Tests in mice showed that the ZFP-induced CHARM could remove more than 80% of the prion protein in the brain, but previous studies have shown that removing just 21% can improve symptoms.
After the researchers knew they had a powerful gene silencer, they addressed the problem of off-target effects. The genetic code for CHARM delivered to cells would continue to produce copies of CHARM indefinitely. But this offered no benefit after the prion protein gene was turned off, other than prolonging the time for side effects to occur. So the researchers tweaked their tool so that it would turn itself off after turning off the prion protein gene.
Meanwhile, a complementary project from the lab of Broad Institute scientist and collaborator Benjamin Deverman is focusing on gene delivery throughout the brain. Science The announcement, made May 17, brings the CHARM technology one step closer to being ready for clinical trials. Naturally occurring types of AAV have been used in human gene therapy before, but they cannot efficiently enter the adult brain, making them unable to treat brain-wide diseases like prion diseases. To address the delivery problem, Deberman's group engineered an AAV vector that can enter the brain more efficiently, by harnessing the pathway that naturally transports iron to the brain. With such an engineered vector, therapies like CHARM are one step closer to reality.

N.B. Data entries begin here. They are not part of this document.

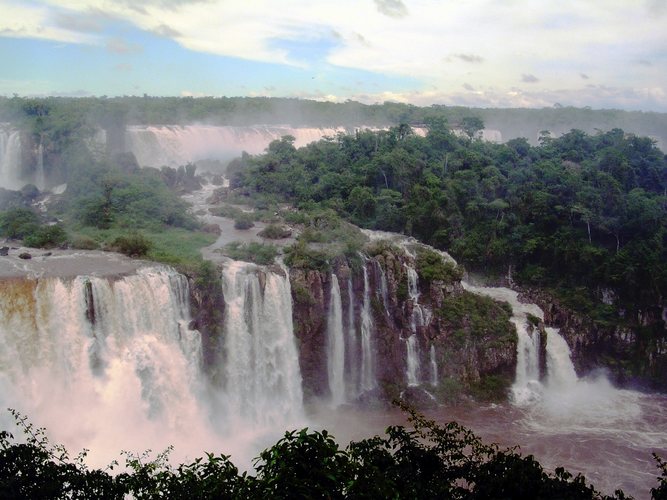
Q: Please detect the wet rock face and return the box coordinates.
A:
[522,288,667,390]
[290,269,330,397]
[290,251,516,403]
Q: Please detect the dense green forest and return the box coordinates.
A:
[0,407,667,500]
[0,95,667,144]
[230,119,667,380]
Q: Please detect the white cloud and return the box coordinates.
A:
[0,0,667,107]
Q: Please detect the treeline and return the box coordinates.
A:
[230,119,667,372]
[0,406,667,500]
[0,95,667,144]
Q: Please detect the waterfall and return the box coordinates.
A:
[405,264,431,333]
[545,327,578,389]
[346,274,359,394]
[429,344,438,387]
[360,263,377,392]
[125,125,376,167]
[0,267,210,465]
[223,261,303,425]
[35,139,46,191]
[461,281,544,405]
[327,273,345,405]
[373,260,389,314]
[405,333,420,386]
[0,127,25,190]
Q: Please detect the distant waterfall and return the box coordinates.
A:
[0,127,25,190]
[125,125,374,167]
[223,261,303,425]
[359,264,377,392]
[345,274,359,395]
[405,333,420,386]
[327,273,345,405]
[0,267,210,463]
[429,344,438,387]
[461,282,544,404]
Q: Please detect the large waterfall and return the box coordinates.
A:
[222,261,303,427]
[0,124,24,190]
[125,125,374,167]
[0,267,210,462]
[327,274,345,405]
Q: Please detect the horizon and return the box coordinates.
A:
[0,0,667,112]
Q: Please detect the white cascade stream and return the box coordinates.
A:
[359,264,377,392]
[0,267,214,465]
[0,126,25,190]
[223,261,303,428]
[327,273,345,406]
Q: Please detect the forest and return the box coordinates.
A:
[229,118,667,382]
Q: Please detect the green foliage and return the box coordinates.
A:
[111,232,151,257]
[437,292,516,344]
[416,248,463,283]
[257,224,292,240]
[23,224,67,248]
[220,241,278,266]
[285,241,331,271]
[234,213,255,229]
[0,208,39,239]
[0,405,640,500]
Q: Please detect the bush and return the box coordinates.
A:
[416,249,463,283]
[234,213,255,229]
[23,224,67,248]
[257,224,292,240]
[220,241,278,266]
[111,233,152,257]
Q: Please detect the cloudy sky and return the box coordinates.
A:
[0,0,667,111]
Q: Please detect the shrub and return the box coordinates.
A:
[234,213,255,229]
[221,241,278,266]
[111,233,152,257]
[416,249,463,283]
[23,224,67,248]
[257,224,292,240]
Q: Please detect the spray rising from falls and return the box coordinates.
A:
[0,125,25,190]
[327,273,345,405]
[359,263,377,392]
[125,125,376,167]
[223,261,303,425]
[0,267,210,462]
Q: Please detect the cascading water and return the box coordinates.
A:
[0,127,25,190]
[0,267,212,465]
[359,264,377,392]
[327,273,345,405]
[125,125,376,167]
[223,261,303,426]
[405,333,420,386]
[429,344,438,387]
[461,281,544,405]
[345,274,359,395]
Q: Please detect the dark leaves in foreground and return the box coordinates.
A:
[0,403,656,499]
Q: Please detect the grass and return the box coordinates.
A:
[71,227,217,267]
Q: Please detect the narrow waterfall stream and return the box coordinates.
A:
[327,273,345,406]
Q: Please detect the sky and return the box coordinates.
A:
[0,0,667,112]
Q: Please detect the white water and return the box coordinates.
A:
[222,261,303,429]
[346,274,359,395]
[429,344,438,387]
[125,125,376,167]
[0,267,220,465]
[0,126,25,190]
[405,333,420,386]
[359,264,377,392]
[327,273,345,406]
[461,282,544,405]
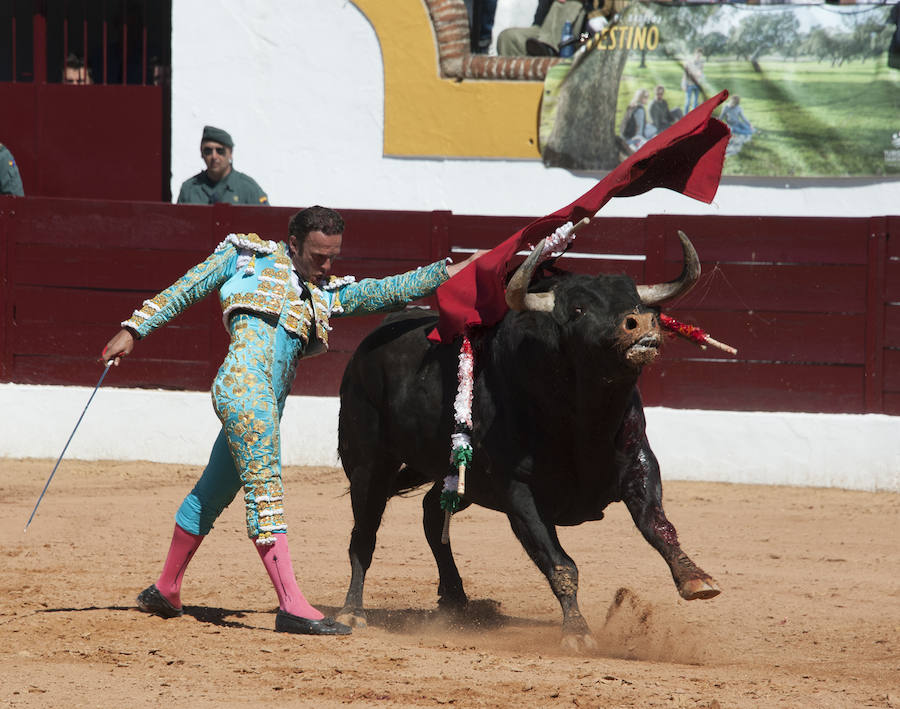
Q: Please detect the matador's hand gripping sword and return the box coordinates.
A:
[22,360,114,534]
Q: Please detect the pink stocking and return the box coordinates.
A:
[156,524,203,608]
[256,534,325,620]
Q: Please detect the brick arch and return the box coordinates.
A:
[424,0,559,81]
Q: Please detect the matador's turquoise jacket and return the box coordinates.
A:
[122,234,448,357]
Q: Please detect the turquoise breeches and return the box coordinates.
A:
[175,313,303,544]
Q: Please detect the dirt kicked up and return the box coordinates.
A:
[0,459,900,709]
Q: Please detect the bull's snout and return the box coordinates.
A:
[618,313,659,367]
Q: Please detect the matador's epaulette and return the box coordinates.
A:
[216,234,278,254]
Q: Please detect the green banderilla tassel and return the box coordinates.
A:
[453,446,472,468]
[441,490,460,514]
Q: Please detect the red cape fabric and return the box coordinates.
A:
[428,91,731,342]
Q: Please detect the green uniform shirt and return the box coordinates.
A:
[178,168,269,206]
[0,143,25,197]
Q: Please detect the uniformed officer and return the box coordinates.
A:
[0,143,25,197]
[178,126,269,205]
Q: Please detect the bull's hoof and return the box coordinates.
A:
[335,609,369,629]
[559,633,598,653]
[678,576,721,601]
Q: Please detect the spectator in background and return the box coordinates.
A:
[650,85,683,133]
[0,143,25,197]
[178,126,269,206]
[465,0,497,54]
[681,47,703,115]
[619,89,656,152]
[63,54,94,86]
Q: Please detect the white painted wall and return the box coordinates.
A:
[0,382,900,492]
[19,0,884,491]
[172,0,900,217]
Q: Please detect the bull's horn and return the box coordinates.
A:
[506,239,555,313]
[638,229,700,305]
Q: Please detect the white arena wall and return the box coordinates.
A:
[0,382,900,492]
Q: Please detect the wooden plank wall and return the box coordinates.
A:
[0,197,900,415]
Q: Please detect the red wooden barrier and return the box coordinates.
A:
[0,197,900,414]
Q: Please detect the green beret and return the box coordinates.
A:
[200,126,234,148]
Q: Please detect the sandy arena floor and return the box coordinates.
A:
[0,459,900,709]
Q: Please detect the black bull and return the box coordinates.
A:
[338,233,719,646]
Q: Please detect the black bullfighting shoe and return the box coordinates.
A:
[138,584,184,618]
[275,609,351,635]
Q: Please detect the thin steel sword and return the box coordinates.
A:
[22,360,114,534]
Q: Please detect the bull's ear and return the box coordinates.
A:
[506,239,555,313]
[637,229,700,305]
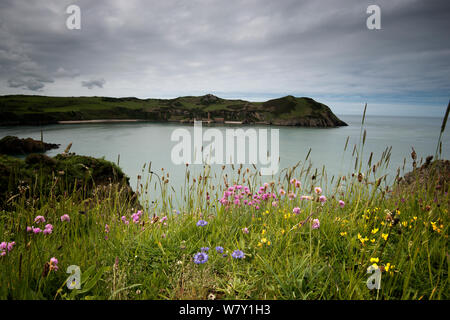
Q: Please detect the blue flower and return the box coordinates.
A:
[197,220,208,227]
[231,250,245,259]
[194,252,208,264]
[216,246,223,253]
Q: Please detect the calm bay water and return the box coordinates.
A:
[0,115,450,200]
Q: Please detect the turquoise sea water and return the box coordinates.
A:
[0,115,450,201]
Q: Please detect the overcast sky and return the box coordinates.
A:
[0,0,450,116]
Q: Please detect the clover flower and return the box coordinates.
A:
[194,252,208,264]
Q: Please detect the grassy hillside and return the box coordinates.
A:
[0,95,346,127]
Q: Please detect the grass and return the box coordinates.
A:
[0,108,449,300]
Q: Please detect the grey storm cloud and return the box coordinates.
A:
[81,79,106,89]
[0,0,450,114]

Thanks to these ingenious solutions, the researchers now have a highly effective epigenetic editor that is small enough to be delivered to the brain and has been shown to have low toxicity and limited off-target effects in cell culture and animal studies.
“It has been an honor to be part of this project; it is very rare to go from basic research to therapeutic application in such a short time,” Bertozzi said. “I think the key was to develop a collaboration that leveraged the tool-building experience of the Weissman lab, the deep disease knowledge of the Vallabh and Minikel labs, and the gene delivery expertise of the Deverman lab.”
Looking to the future
With the key elements of the CHARM technology worked out, the team is now fine-tuning the tool to make it more effective, safer, and easier to produce at the scale needed for clinical trials. The tool is already modular, with different parts interchangeable, so future CHARMs won't have to be programmed from scratch. CHARM is also currently being tested as a therapeutic agent in mice.
The road from basic research to clinical trials is long and winding, and researchers know there is still a long way to go before CHARM can become a viable medical option for patients with prion diseases like Valabu disease, as well as other diseases with a similar genetic component. But with a strong treatment design and promising lab results at hand, the researchers have every reason to be hopeful. They are committed to developing the technology so that it can help save patients' lives as soon as possible, rather than someday.